For the miner to start, double-click your Bat file. The miner will start, execute the setx commands to initialise each of your GPUs, create the DAG file on each of your GPUs, and begin hashing. To see your hashing speed, click “s” after it has ran for roughly 20 seconds.
Now that you have this data, you can use the Ethereum mining calculator once more to calculate an even more precise estimate of your revenue. Return to Ethermine.org and paste your wallet address into the Address window at the top to track your pool earnings.
Choose ‘Check Status’ from the menu:
Step 7: Monitor and Optimize
Your Mining Operation After you start mining, keep an eye on your mining software’s output, which will provide information on your hashrate, temperature, and other relevant metrics.
Adjust the GPU settings as needed to optimize performance while keeping the temperature under control. Regularly monitor your mining pool’s website or dashboard to track your earnings and ensure everything is running smoothly.
Mining Ethereum on Windows can be a rewarding venture for those interested in cryptocurrency mining.

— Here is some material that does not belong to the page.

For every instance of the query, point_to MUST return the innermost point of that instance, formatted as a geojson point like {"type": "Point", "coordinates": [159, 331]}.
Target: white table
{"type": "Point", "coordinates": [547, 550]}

By following the steps outlined in this guide, you can get started on your mining journey. Remember to consider the hardware requirements, choose a suitable wallet, download the right mining software, join a mining pool, and monitor your mining operation for optimal results.
Frequently Asked Questions
1- How Many Ethereum Can Be Mined?
There is no cap on the total number of Ethereum that can be created, unlike with Bitcoin. About 13,500 Ether are mined every day.
2- Can I mine with my CPU instead of a GPU ?
Due to the speed increase of GPUs, CPU mining is no longer viable or worthwhile. Even entry-level GPUs are approximately 200 times quicker than CPUs for mining applications.
3- Can I mine using any ETH wallet address?
Any ETH wallet address can be used for mining, but before doing so, double check with the website first. Some exchanges do not allow mining or only permit small deposits. Simply make sure the wallet you use is appropriate for mining.
4- How about platforms for cloud mining?
AVOID investing in Ethereum cloud mining sites and associated investment programs. 99.9% of cloud mining sites are Ponzi schemes or Ponzi schemes with a fractional reserve.
Although there are a handful that have been around for a while, there haven’t been any 3rd party audits of the hashing power supplied, and profits are often quite modest unless you are actively seeking people to join (another red flag of ponzi related activity).